Take a collection of seemingly random numbers, for instance the gross domestic product of 212 countries, and then examine the leading digit. For instance, for the number $435 million (the 2015 GDP of Tonga) the leading digit is 4. The leading digits will of course be from 1-9, since 0 cannot be a leading digit. How would you expect the digits 1-9 to be distributed? Randomly, with each digit appearing as a leading digit approximately 11 percent of the time? That is not the case. The distribution for many data sets follows Benford’s Law.
Above is the actual distribution of leading digits for the GDP of 212 countries, showing that it approximates what Benford’s Law predicts: 1 will appear as a leading digit 30.1% of the time, 2 will appear 17.6 % of the time, 3 is 12.5%, and the frequency continues to decrease. Here is the GDP data in table form:
|Leading digit||Count||Distribution||In Benford’s Law|
The result is not a quirk of the units used. The above numbers were in U.S. dollars, but you will get a similar result if the numbers are converted into rubles or yen. Similarly, the lengths of the rivers of the world follow Benford’s Law, whether they are measured in kilometers, miles, or feet. The law is scale invariant, so multiplying the numbers in a data set by any constant yields the same distribution of first digit frequencies.
For an intuitive explanation of why Benford’s Law works, imagine that you have a savings account with $100 in it, and you begin to track your balance on a daily basis as you add to your savings. As the balance begins to approach $200, any balances in between must start with 1, and to get from $100 to $200, your account must double in size. This may take a while, so you will have many daily balances that start with 1. To get from $200 to $300, your account must increase by 50 percent, a lesser but still significant leap.
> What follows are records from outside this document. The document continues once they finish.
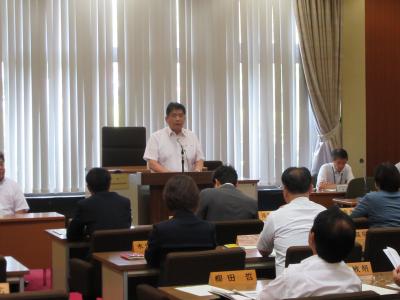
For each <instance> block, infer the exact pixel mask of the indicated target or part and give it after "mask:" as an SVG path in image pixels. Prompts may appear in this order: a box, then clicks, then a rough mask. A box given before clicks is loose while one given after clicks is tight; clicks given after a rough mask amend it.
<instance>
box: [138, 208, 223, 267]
mask: <svg viewBox="0 0 400 300" xmlns="http://www.w3.org/2000/svg"><path fill="white" fill-rule="evenodd" d="M215 247H216V241H215V228H214V225H213V224H210V223H208V222H206V221H203V220H200V219H199V218H197V217H196V216H195V215H194V214H193V213H192V212H189V211H177V212H176V213H175V215H174V217H173V218H172V219H170V220H168V221H164V222H161V223H158V224H154V225H153V230H152V232H151V234H150V237H149V241H148V248H147V250H146V253H145V257H146V260H147V263H148V264H149V265H151V266H154V267H159V266H160V265H161V264H162V262H163V260H164V258H165V256H166V255H167V254H168V253H169V252H173V251H185V250H186V251H196V250H211V249H214V248H215Z"/></svg>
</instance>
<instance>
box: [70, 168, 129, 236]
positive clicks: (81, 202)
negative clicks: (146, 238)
mask: <svg viewBox="0 0 400 300" xmlns="http://www.w3.org/2000/svg"><path fill="white" fill-rule="evenodd" d="M86 183H87V188H88V190H89V192H90V194H91V196H90V197H89V198H86V199H84V200H81V201H79V202H78V208H77V211H76V214H75V216H74V218H73V219H72V221H71V223H70V224H69V227H68V230H67V238H68V240H79V239H82V238H84V237H87V236H90V235H91V234H92V233H93V232H94V231H95V230H101V229H123V228H130V226H131V203H130V201H129V199H128V198H125V197H122V196H120V195H118V194H117V193H115V192H110V191H109V189H110V184H111V176H110V173H109V172H108V171H107V170H105V169H102V168H93V169H91V170H90V171H89V172H88V173H87V175H86Z"/></svg>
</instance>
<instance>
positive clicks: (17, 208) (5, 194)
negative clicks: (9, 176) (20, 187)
mask: <svg viewBox="0 0 400 300" xmlns="http://www.w3.org/2000/svg"><path fill="white" fill-rule="evenodd" d="M5 173H6V169H5V166H4V154H3V152H0V216H3V215H14V214H20V213H26V212H28V210H29V206H28V203H27V202H26V199H25V196H24V194H23V193H22V190H21V188H20V187H19V186H18V184H17V183H16V182H15V181H14V180H11V179H10V178H8V177H6V176H5Z"/></svg>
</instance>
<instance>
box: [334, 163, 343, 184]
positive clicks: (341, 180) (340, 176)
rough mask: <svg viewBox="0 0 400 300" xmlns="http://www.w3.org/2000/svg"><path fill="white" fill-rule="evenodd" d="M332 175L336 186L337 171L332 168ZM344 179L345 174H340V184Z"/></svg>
mask: <svg viewBox="0 0 400 300" xmlns="http://www.w3.org/2000/svg"><path fill="white" fill-rule="evenodd" d="M332 173H333V183H334V184H336V176H335V169H334V168H333V167H332ZM342 179H343V172H342V173H340V181H339V183H338V184H342Z"/></svg>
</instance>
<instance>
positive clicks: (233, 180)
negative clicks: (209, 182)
mask: <svg viewBox="0 0 400 300" xmlns="http://www.w3.org/2000/svg"><path fill="white" fill-rule="evenodd" d="M237 178H238V176H237V172H236V170H235V168H233V167H232V166H226V165H225V166H220V167H218V168H217V169H215V171H214V175H213V181H214V182H215V180H216V179H218V181H219V182H220V183H221V184H225V183H232V184H234V185H236V184H237Z"/></svg>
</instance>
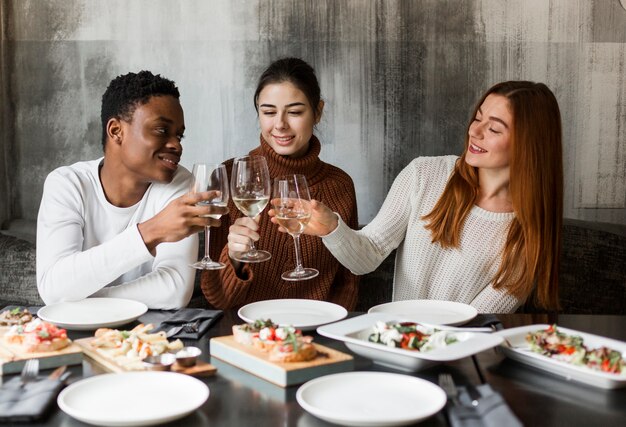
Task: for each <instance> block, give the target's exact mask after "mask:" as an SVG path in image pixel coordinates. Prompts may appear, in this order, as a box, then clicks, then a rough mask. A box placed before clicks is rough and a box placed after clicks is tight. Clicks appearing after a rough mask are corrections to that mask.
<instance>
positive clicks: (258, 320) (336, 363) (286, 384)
mask: <svg viewBox="0 0 626 427" xmlns="http://www.w3.org/2000/svg"><path fill="white" fill-rule="evenodd" d="M312 341H313V338H312V337H310V336H304V335H302V331H300V330H299V329H296V328H294V327H293V326H286V325H282V326H279V325H277V324H274V323H273V322H272V321H271V320H269V319H267V320H256V321H254V322H251V323H247V324H243V325H234V326H233V335H229V336H224V337H217V338H212V339H211V341H210V345H211V357H214V358H217V359H220V360H222V361H224V362H227V363H230V364H232V365H234V366H237V367H238V368H241V369H243V370H245V371H248V372H250V373H252V374H254V375H256V376H258V377H261V378H263V379H265V380H267V381H270V382H272V383H274V384H276V385H279V386H282V387H285V386H289V385H294V384H301V383H303V382H305V381H308V380H310V379H311V378H316V377H318V376H320V375H326V374H331V373H338V372H343V371H346V370H351V369H352V367H353V358H352V356H350V355H348V354H345V353H342V352H340V351H337V350H334V349H332V348H328V347H325V346H322V345H319V344H316V343H313V342H312Z"/></svg>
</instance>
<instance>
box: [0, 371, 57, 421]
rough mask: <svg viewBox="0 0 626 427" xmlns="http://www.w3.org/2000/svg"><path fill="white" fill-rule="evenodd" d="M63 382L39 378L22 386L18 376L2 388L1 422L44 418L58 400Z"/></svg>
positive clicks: (0, 418) (34, 420)
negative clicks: (58, 394)
mask: <svg viewBox="0 0 626 427" xmlns="http://www.w3.org/2000/svg"><path fill="white" fill-rule="evenodd" d="M62 387H63V382H62V381H60V380H58V379H56V380H51V379H49V378H45V377H39V378H38V379H37V380H36V381H30V382H27V383H26V384H23V385H22V379H21V378H20V377H19V376H17V377H13V378H11V379H10V380H9V381H7V382H5V383H4V384H2V387H0V422H2V423H7V422H32V421H37V420H39V419H41V418H43V416H44V415H46V413H47V412H48V410H49V409H50V408H51V406H53V405H52V402H54V401H55V400H56V397H57V395H58V394H59V391H60V390H61V388H62Z"/></svg>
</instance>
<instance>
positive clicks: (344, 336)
mask: <svg viewBox="0 0 626 427" xmlns="http://www.w3.org/2000/svg"><path fill="white" fill-rule="evenodd" d="M407 320H413V319H407V318H404V317H402V316H397V315H395V314H390V313H369V314H364V315H362V316H357V317H353V318H351V319H346V320H342V321H341V322H337V323H333V324H330V325H324V326H320V327H319V328H317V333H319V334H320V335H323V336H325V337H328V338H332V339H336V340H339V341H343V342H344V343H345V344H346V346H347V347H348V348H349V349H350V350H352V351H353V352H355V353H356V354H359V355H361V356H364V357H367V358H369V359H372V360H373V361H374V362H376V363H379V364H381V365H386V366H390V367H392V368H395V369H402V370H405V371H411V372H413V371H418V370H420V369H424V368H427V367H430V366H432V365H434V364H436V363H439V362H447V361H451V360H457V359H462V358H464V357H467V356H471V355H472V354H476V353H479V352H481V351H484V350H487V349H489V348H492V347H495V346H497V345H499V344H500V343H501V342H502V337H500V336H498V335H495V334H490V333H480V332H465V331H463V332H455V336H456V338H457V340H458V341H457V342H455V343H453V344H450V345H448V346H446V347H443V348H438V349H435V350H431V351H426V352H420V351H415V350H405V349H402V348H395V347H388V346H386V345H383V344H378V343H374V342H370V341H368V337H369V336H370V334H371V332H372V328H373V326H374V325H375V324H376V322H377V321H382V322H390V321H397V322H404V321H407ZM448 328H449V327H446V326H437V329H442V330H445V329H448ZM449 329H451V330H455V331H456V330H458V328H449Z"/></svg>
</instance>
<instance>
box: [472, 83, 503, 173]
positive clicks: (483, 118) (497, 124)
mask: <svg viewBox="0 0 626 427" xmlns="http://www.w3.org/2000/svg"><path fill="white" fill-rule="evenodd" d="M512 131H513V116H512V114H511V111H510V108H509V101H508V99H507V98H505V97H504V96H502V95H495V94H491V95H489V96H487V98H485V101H484V102H483V103H482V105H481V106H480V108H479V109H478V112H477V113H476V117H474V119H473V120H472V123H471V124H470V127H469V132H468V133H469V141H468V147H467V153H466V155H465V161H466V162H467V163H468V164H469V165H470V166H474V167H476V168H481V169H490V170H493V171H497V170H503V171H506V172H508V169H509V162H510V150H509V148H510V141H511V135H512Z"/></svg>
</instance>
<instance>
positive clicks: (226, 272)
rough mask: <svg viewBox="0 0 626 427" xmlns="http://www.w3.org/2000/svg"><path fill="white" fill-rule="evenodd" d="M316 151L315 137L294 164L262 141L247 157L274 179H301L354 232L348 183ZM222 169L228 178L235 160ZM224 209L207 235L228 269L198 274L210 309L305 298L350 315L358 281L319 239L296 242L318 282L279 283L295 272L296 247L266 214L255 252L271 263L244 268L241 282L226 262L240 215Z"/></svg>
mask: <svg viewBox="0 0 626 427" xmlns="http://www.w3.org/2000/svg"><path fill="white" fill-rule="evenodd" d="M320 148H321V147H320V143H319V141H318V139H317V138H316V137H315V136H313V137H312V138H311V141H310V144H309V151H308V152H307V154H306V155H305V156H304V157H301V158H298V159H292V158H289V157H284V156H281V155H279V154H277V153H276V152H275V151H274V150H273V149H272V147H271V146H270V145H269V144H267V142H265V140H264V139H263V138H262V137H261V145H260V146H259V147H257V148H255V149H254V150H252V151H251V152H250V154H251V155H257V156H264V157H265V158H266V160H267V164H268V167H269V172H270V177H271V178H272V179H274V177H277V176H280V175H287V174H296V173H297V174H303V175H305V176H306V179H307V182H308V184H309V191H310V192H311V198H312V199H316V200H319V201H321V202H322V203H324V204H325V205H326V206H328V207H329V208H330V209H332V210H333V211H334V212H337V213H338V214H339V215H341V218H343V220H344V221H345V222H346V224H348V225H349V226H350V227H351V228H355V229H356V228H357V225H358V218H357V206H356V194H355V191H354V184H353V182H352V179H351V178H350V176H349V175H348V174H346V173H345V172H344V171H342V170H341V169H339V168H337V167H335V166H333V165H330V164H328V163H324V162H323V161H321V160H320V158H319V153H320ZM224 164H225V165H226V169H227V170H228V176H229V177H230V174H231V170H232V167H233V159H230V160H228V161H226V162H224ZM228 207H229V210H230V213H229V217H227V216H223V217H222V226H221V227H220V228H217V229H216V228H213V229H211V246H210V250H211V256H212V257H214V258H213V259H215V258H217V257H219V259H220V261H221V262H223V263H224V264H226V268H225V269H222V270H205V271H202V277H201V287H202V292H203V293H204V296H205V297H206V299H207V300H208V301H209V303H210V304H211V305H213V306H214V307H216V308H221V309H225V308H230V307H239V306H241V305H244V304H248V303H251V302H254V301H261V300H267V299H278V298H306V299H316V300H324V301H330V302H334V303H336V304H339V305H342V306H343V307H345V308H346V309H348V310H352V309H354V306H355V304H356V300H357V292H358V289H357V286H358V277H357V276H355V275H353V274H352V273H350V271H349V270H347V269H346V268H345V267H343V266H342V265H341V264H339V262H338V261H337V260H336V259H335V258H334V257H333V256H332V255H331V253H330V252H329V251H328V249H326V247H325V246H324V244H323V243H322V239H320V238H319V237H315V236H307V235H304V234H303V235H302V236H301V237H300V245H301V248H302V265H303V267H312V268H316V269H317V270H319V272H320V274H319V276H317V277H315V278H313V279H309V280H302V281H296V282H288V281H285V280H283V279H281V277H280V276H281V274H282V273H283V272H285V271H287V270H291V269H293V268H294V267H295V249H294V242H293V238H292V237H291V236H290V235H289V234H287V233H280V232H279V231H278V226H277V225H275V224H272V223H271V221H270V218H269V216H268V215H267V210H265V211H263V212H262V213H261V216H260V222H259V230H258V233H259V235H260V236H261V238H260V240H259V241H258V242H257V243H256V247H257V249H263V250H266V251H269V252H270V253H271V254H272V259H270V260H269V261H266V262H261V263H257V264H244V267H243V269H242V271H241V272H240V276H237V274H236V272H235V269H234V268H233V266H232V264H231V262H230V258H229V256H228V246H227V242H228V240H227V239H228V225H230V224H232V223H233V222H234V221H235V219H237V218H239V217H241V216H243V215H242V214H241V213H240V212H239V210H238V209H237V208H236V207H235V204H234V203H233V202H232V200H231V201H230V202H229V204H228ZM227 218H230V220H227ZM220 249H221V251H220Z"/></svg>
By the time you get to $900, the jump to $1,000 only requires an 11 percent increase, so it happens relatively quickly, and there are fewer days with a balance starting with 9. But upon reaching $1,000, the next jump up to $2,000 again requires doubling the amount, so there will be many daily balances starting with 1.
The phenomenon was first observed by Simon Newcomb, who noticed that in his book of logarithm tables, the earlier pages, starting with 1, were more worn than later pages. Frank Benford tested the law on a variety of data, from U.S. populations to molecular weights, the surface areas of rivers, and numbers contained in an issue of Reader’s Digest.
The law does not apply to randomly chosen numbers such as lottery numbers, or to numbers within a short range, such as human heights.
Benford’s Law is used to detect accounting fraud. An embezzler making fraudulent withdrawals will often try to make the amounts seem random, and may thus use each leading digit with approximately the same frequency. However, the amounts of legitimate entries will follow Benford’s Law.